Lo llamativo de esta situación es que es una fundación privada (The Mozilla Foundation,
antes parte de Netscape) la que ha desarrollado, siguiendo un esquema
de software libre, un navegador cuyas características están más cerca
de los usuarios que el programa del gigante Microsoft, asediado por
problemas de seguridad. Los mandamases de Microsoft, que tanto
defendían el monopolio impuesto del navegador partiendo de la base de
su capacidad de innovación, han acabado cayendo en su propia trampa. La
realidad es que Microsoft, una vez que ha monopolizado el mercado del
navegador, ha abandonado completamente su desarrollo durante años, a
excepción de pequeñas actualizaciones destinadas a cubrir los
permanentes fallos de seguridad. Mientras, una pequeña fundación que
hace software libre logra por primera vez en años arrebatar cuota de
mercado al gigante. Una vez más, Microsoft empieza a perder la batalla
(tímida pero firmemente) contra el software libre que ya le asedia en
el campo de los mercados operativos (Linux) o en el de las suites ofimáticas (OpenOffice.org)

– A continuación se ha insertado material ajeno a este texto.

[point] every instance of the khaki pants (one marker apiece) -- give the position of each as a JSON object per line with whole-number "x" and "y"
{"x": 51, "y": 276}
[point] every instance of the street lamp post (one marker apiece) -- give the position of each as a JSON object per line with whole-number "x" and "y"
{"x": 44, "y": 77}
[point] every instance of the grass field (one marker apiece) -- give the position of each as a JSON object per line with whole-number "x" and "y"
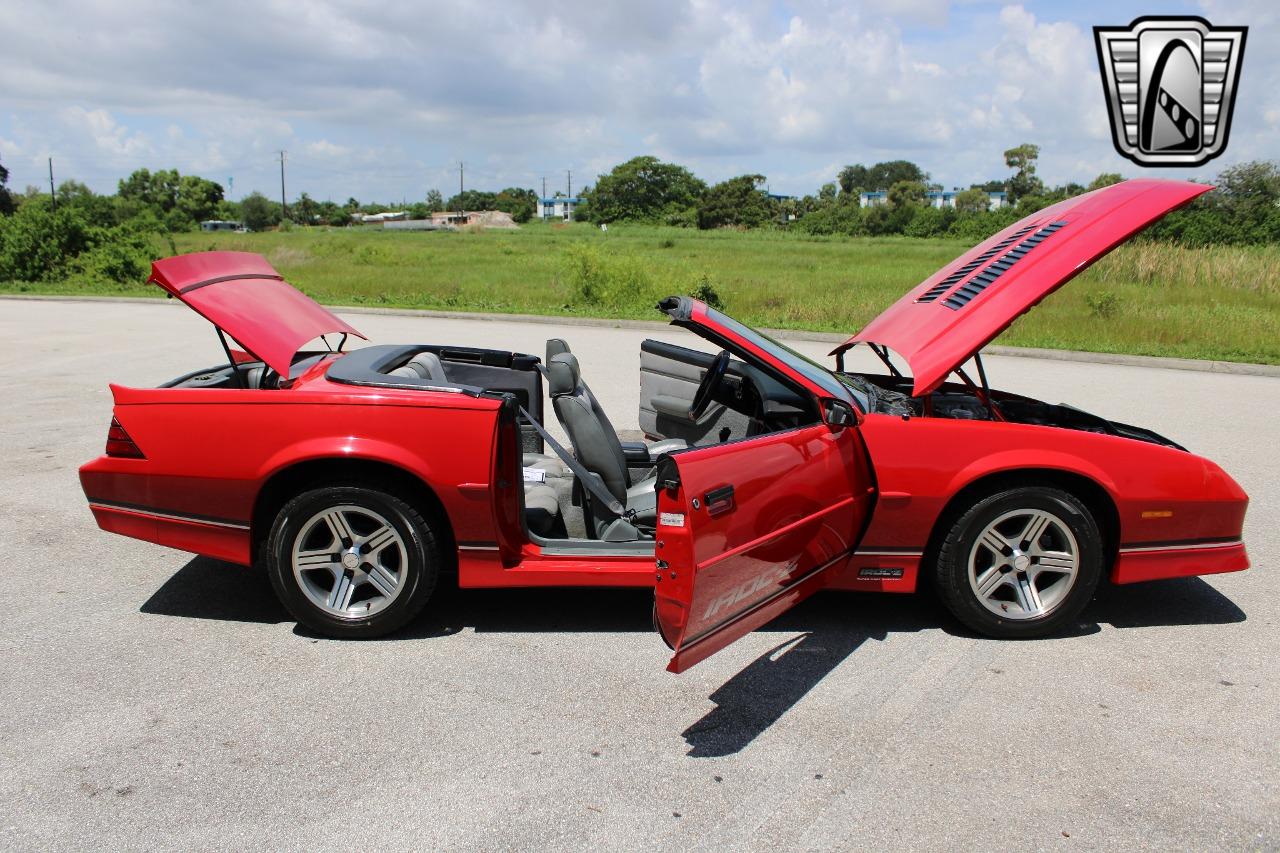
{"x": 1146, "y": 299}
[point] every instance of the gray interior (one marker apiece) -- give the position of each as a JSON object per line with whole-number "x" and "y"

Las razones por las que Firefox crece tan rápidamente en los
últimos meses tienen que ver tanto con el mérito de su aplicación
–propagado por el boca a boca, artículos en prensa, en foros y
boletines de la red–, como con los deméritos del contrario, inmerso en
problemas estructurales de seguridad, fiabilidad y rapidez. Pero uno de
los elementos más cruciales de Firefox a la hora de captar y retener
usuarios estriba en que los creadores de la Fundación Mozilla han
creado, más que un navegador, una forma completamente nueva de navegar,
transversal, múltiple y mucho más simple que la impuesta por Microsoft
(a través de elementos como las pestañas, que permiten abrir diversas
instancias del navegador en la misma ventana), lo que pone la barrera
más alta para Microsoft. Cada día que pasa Microsoft pierde a usuarios
que muy probablemente no vuelva a recuperar, mientras las perspectivas
de un nuevo Explorer mejorado nos llevan al 2006.
Una vez más, el soplo de aire fresco llega desde el mundo del software libre. Esta es una guerra de David contra Goliat, pero en el aspecto técnico, por esta vez, David es Microsoft.